We employed two protocols of acute airway inflammation in mice administering either ovalbumin (OVA) or house dust mite extract (HDM) for sensitization. Mechanistic studies on the activation of innate immune responses to Ssciuri W620 were carried out using human primary monocytic dendritic cells (moDC) and co-culture with autologous T cells.

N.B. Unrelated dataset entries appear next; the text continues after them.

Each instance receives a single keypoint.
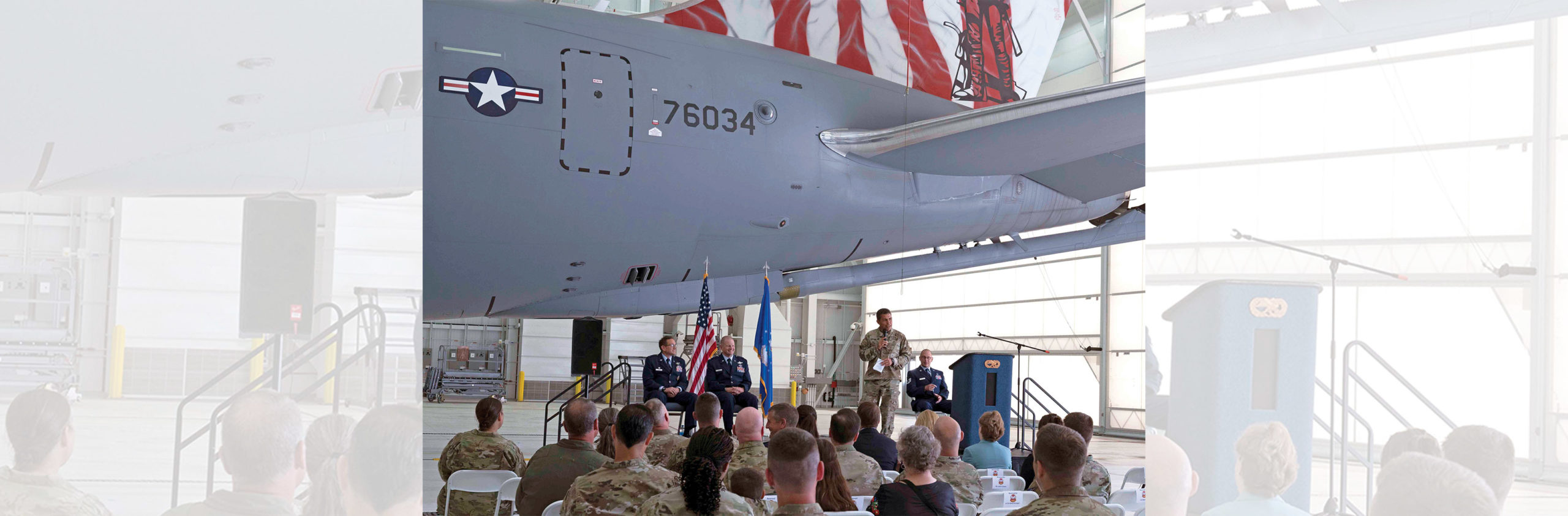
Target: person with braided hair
(701, 492)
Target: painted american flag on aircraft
(706, 342)
(974, 52)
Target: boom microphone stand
(1333, 345)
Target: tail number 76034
(709, 116)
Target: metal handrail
(1344, 441)
(281, 366)
(587, 388)
(1348, 372)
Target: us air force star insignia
(491, 91)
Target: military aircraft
(590, 165)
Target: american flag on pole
(706, 342)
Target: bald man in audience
(1059, 469)
(1424, 485)
(665, 439)
(794, 471)
(1487, 452)
(752, 452)
(861, 471)
(952, 469)
(1170, 477)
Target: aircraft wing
(1085, 143)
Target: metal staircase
(1344, 438)
(369, 317)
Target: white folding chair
(477, 480)
(1001, 484)
(508, 493)
(1134, 476)
(1129, 499)
(1009, 499)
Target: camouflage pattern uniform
(882, 388)
(1065, 503)
(860, 471)
(44, 495)
(962, 476)
(673, 504)
(617, 488)
(477, 451)
(748, 455)
(1096, 479)
(237, 504)
(664, 446)
(800, 510)
(678, 455)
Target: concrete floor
(524, 425)
(124, 452)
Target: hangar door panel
(597, 113)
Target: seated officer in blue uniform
(927, 388)
(665, 378)
(729, 380)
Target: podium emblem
(1267, 308)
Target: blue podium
(982, 381)
(1242, 353)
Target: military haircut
(486, 411)
(383, 457)
(785, 413)
(35, 422)
(261, 432)
(871, 416)
(748, 482)
(844, 425)
(1062, 454)
(793, 458)
(634, 424)
(1484, 451)
(581, 417)
(992, 425)
(1424, 485)
(707, 408)
(1410, 439)
(1082, 424)
(657, 410)
(808, 419)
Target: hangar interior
(1084, 308)
(1423, 143)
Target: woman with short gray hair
(919, 493)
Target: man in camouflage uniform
(860, 469)
(554, 468)
(1059, 466)
(1096, 479)
(707, 414)
(952, 469)
(752, 452)
(479, 449)
(628, 482)
(883, 347)
(794, 469)
(665, 441)
(38, 425)
(264, 452)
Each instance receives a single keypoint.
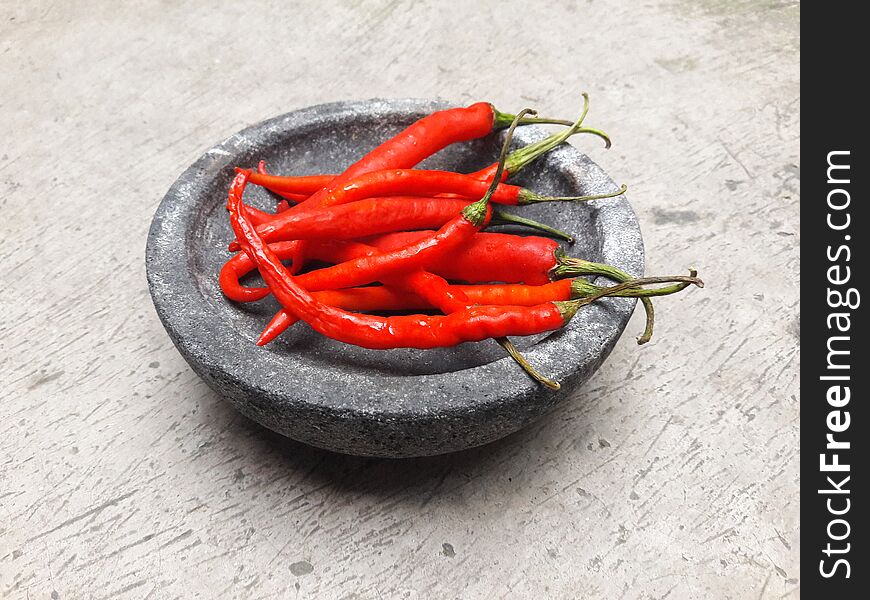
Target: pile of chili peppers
(398, 239)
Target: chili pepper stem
(476, 212)
(567, 266)
(503, 218)
(581, 288)
(524, 156)
(502, 120)
(515, 354)
(529, 197)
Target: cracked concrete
(673, 473)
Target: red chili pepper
(414, 182)
(517, 160)
(493, 257)
(485, 257)
(387, 298)
(374, 216)
(416, 331)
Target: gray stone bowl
(395, 403)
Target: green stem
(581, 288)
(526, 365)
(503, 218)
(521, 158)
(502, 120)
(476, 212)
(567, 266)
(529, 197)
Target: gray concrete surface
(673, 474)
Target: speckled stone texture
(395, 403)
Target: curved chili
(415, 331)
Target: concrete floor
(675, 471)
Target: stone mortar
(396, 403)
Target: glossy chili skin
(496, 257)
(361, 219)
(484, 257)
(415, 331)
(421, 139)
(411, 182)
(388, 298)
(301, 187)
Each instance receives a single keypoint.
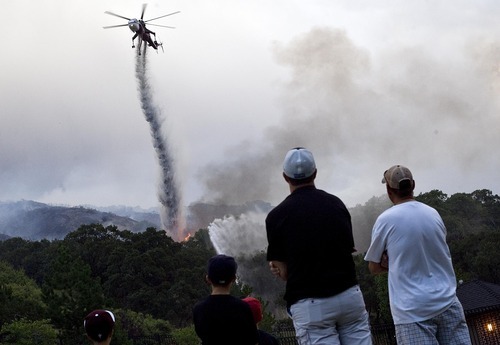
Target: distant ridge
(35, 221)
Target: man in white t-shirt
(409, 242)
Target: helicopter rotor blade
(163, 26)
(166, 15)
(113, 26)
(116, 15)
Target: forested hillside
(152, 282)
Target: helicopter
(138, 27)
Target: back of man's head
(299, 166)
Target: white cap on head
(299, 163)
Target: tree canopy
(154, 281)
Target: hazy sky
(362, 84)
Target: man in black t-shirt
(222, 319)
(310, 246)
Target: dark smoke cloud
(168, 194)
(360, 113)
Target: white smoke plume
(360, 112)
(241, 235)
(168, 193)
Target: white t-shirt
(422, 281)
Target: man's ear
(287, 179)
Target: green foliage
(382, 291)
(141, 325)
(20, 297)
(186, 336)
(152, 282)
(70, 292)
(26, 332)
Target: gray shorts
(340, 319)
(448, 328)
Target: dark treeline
(152, 282)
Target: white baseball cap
(299, 163)
(397, 174)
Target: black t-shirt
(224, 320)
(311, 231)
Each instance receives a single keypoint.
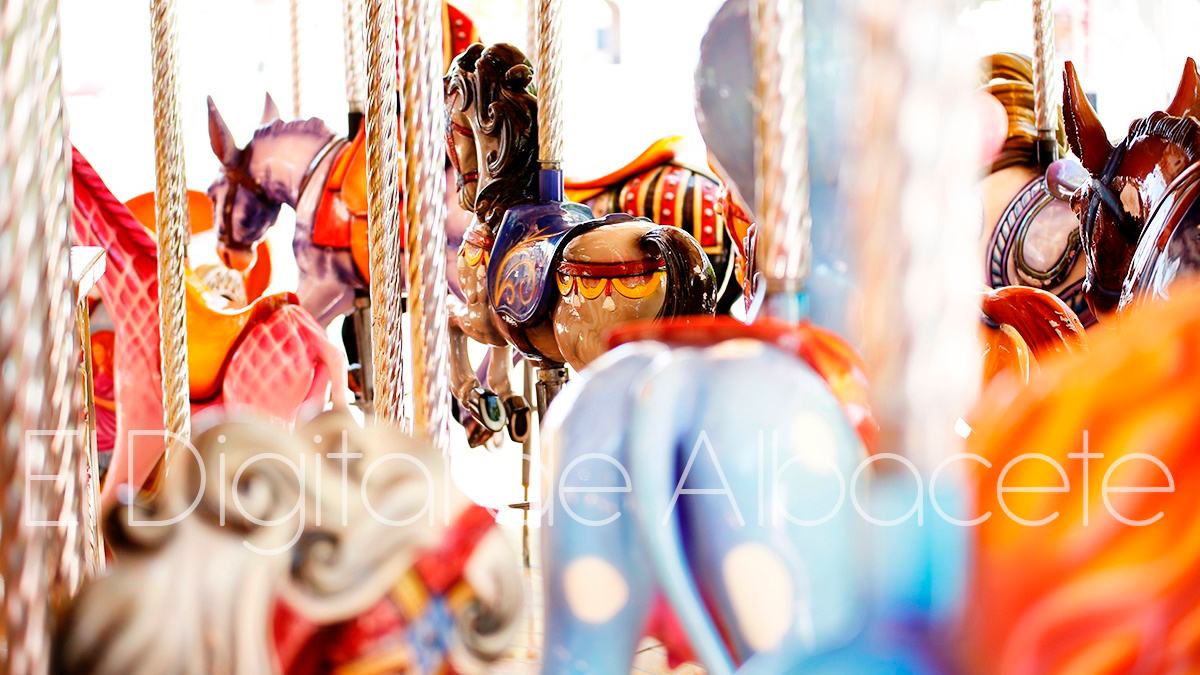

The allergo-protective properties of S. sciuri W620 were proven in a TH2-driven OVA model as well as in a mixed TH1/TH2 phenotype HDM model as demonstrated by abrogation of eosinophils and neutrophils in the airways after intranasal treatment. In the HDM model, lymph node cell TH1/TH2 signature cytokines were decreased in parallel. Studies on human moDC revealed an activation of TLR2 and NOD2 receptors and initiation of DC maturation following incubation with S. sciuri W620. Cytokine expression analyses after exposure to S. sciuri W620 showed a lack of IL-12 production in moDC due to missing transcription of the IL-12p35 mRNA. However, such DC selectively supported TH1 cytokine release by co-cultured T cells.

Conclusion and clinical relevance

Our proof-of-concept experiments verify the screening system of farm-derived dust samples as suitable to elucidate new candidates for allergo-protection. S. sciuri W620 was shown to possess preventive properties on airway inflammation providing the basis for further mechanistic studies and potential clinical implication.